Una lección de la geometría fractal, sin embargo, nos advierte que es perfectamente posible crear formas matemáticas de inconmensurable riqueza y complejidad a partir de fórmulas simplísimas. La iteración de la fórmula X = X2 + c que genera el llamado conjunto o curva de Mandelbrot[4], revela esta particularidad de las estructuras fractales, y ya sabemos que las formas fractales son las adecuadas para describir y modelar estructuras complejas como las del árbol circulatorio humano o de una hoya hidrográfica. Esta situación conducirá, probablemente, a una búsqueda por determinar empíricamente el “fractal del universo”: un solo número que explique la abrumadora diversidad del cosmos, cuyo retrato se hace cada vez más complejo. LEA
[1] La entropía es una noción clave de la termodinámica, en la que designa una medida del grado de desorden de la materia. Un cristal, más organizado que una mezcla de gases, tiene mucho menos entropía que esta última. En todo intercambio calórico la entropía aumenta, y este cambio es irreversible. Con exactamente el mismo nombre—y la misma forma matemática—Claude Shannon propuso una “entropía” de la información, en su “Teoría de la Información”, adelantada en1940.
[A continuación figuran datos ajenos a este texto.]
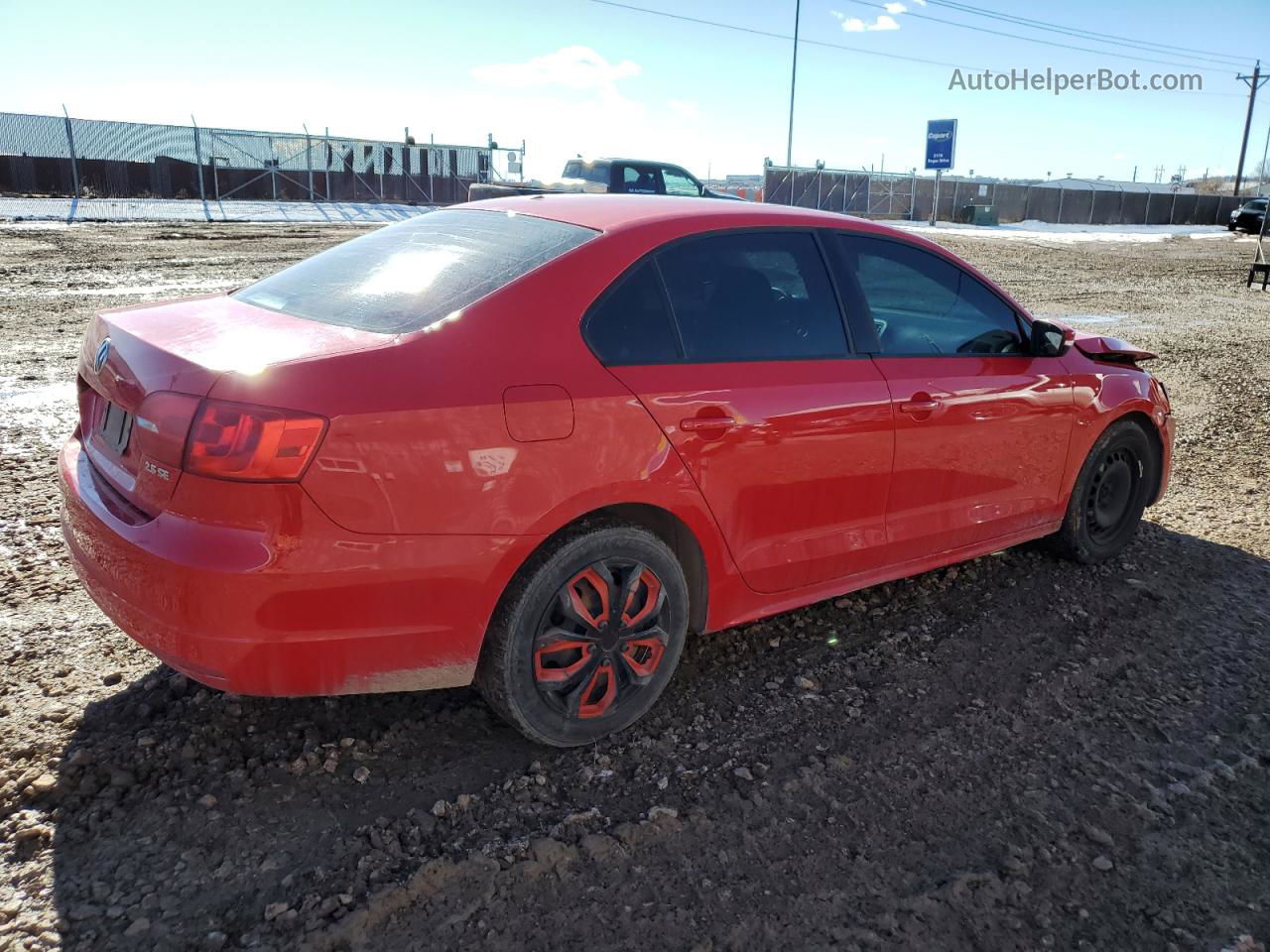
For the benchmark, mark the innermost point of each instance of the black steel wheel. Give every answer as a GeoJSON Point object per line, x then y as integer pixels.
{"type": "Point", "coordinates": [1110, 494]}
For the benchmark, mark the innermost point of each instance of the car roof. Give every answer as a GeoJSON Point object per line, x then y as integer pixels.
{"type": "Point", "coordinates": [619, 212]}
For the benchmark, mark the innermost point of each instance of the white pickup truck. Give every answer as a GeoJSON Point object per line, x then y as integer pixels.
{"type": "Point", "coordinates": [606, 176]}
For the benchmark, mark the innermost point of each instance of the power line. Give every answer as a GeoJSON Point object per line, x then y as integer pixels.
{"type": "Point", "coordinates": [1088, 35]}
{"type": "Point", "coordinates": [1030, 40]}
{"type": "Point", "coordinates": [783, 36]}
{"type": "Point", "coordinates": [804, 41]}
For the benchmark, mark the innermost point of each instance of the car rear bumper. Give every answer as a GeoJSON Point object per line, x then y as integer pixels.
{"type": "Point", "coordinates": [291, 607]}
{"type": "Point", "coordinates": [1167, 431]}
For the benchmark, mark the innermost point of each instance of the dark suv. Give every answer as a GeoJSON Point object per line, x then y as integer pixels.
{"type": "Point", "coordinates": [1248, 217]}
{"type": "Point", "coordinates": [638, 177]}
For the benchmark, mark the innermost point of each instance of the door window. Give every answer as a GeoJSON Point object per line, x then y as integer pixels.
{"type": "Point", "coordinates": [752, 296]}
{"type": "Point", "coordinates": [677, 182]}
{"type": "Point", "coordinates": [639, 181]}
{"type": "Point", "coordinates": [631, 324]}
{"type": "Point", "coordinates": [922, 303]}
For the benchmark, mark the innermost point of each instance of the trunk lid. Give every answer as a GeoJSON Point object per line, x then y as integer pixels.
{"type": "Point", "coordinates": [144, 371]}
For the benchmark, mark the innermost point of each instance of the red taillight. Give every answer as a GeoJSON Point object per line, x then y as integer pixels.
{"type": "Point", "coordinates": [243, 442]}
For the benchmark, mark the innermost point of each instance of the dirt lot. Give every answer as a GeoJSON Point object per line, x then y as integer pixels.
{"type": "Point", "coordinates": [1015, 753]}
[2] Muy poco después de la época inflacionaria habría tenido lugar la formación de los quarks y los antiquarks. Éstos permitirían la “época de los hadrones”, cuando partículas como el protón y el neutrón habrían venido a la existencia.
[3] El artículo—The Origin of Chemical Elements—fue publicado en Physical Review bajo los nombres de Alpher, Gamow y el de Hans Bethe. La inclusión de este último, que contribuyó posteriormente con la teoría, fue una travesura de Gamow, para hacer un juego de palabras: Alpher, Bethe, Gamow, como las tres primeras letras griegas: alfa, beta, gamma. En un libro de 1952 (The Creation of the Universe—Gamow explica que Bethe, al conocer algunos problemas posteriores de la teoría “consideró seriamente cambiarse el nombre a Zacarías” y que, en cambio, R. C. Herman, que ayudó a Alpher con más refinados cálculos posteriores, rehusó “tercamente cambiarse el nombre a Delter”.
[4] Benoit Mandelbrot, matemático investigador del Thomas Watson Research Center de la compañía IBM, inició una revolución conceptual con su The Fractal Geometry of Nature (1982). En lecciones sobre este tema y sobre las teorías del caos y la complejidad, describiremos sus hallazgos y aportes especiales.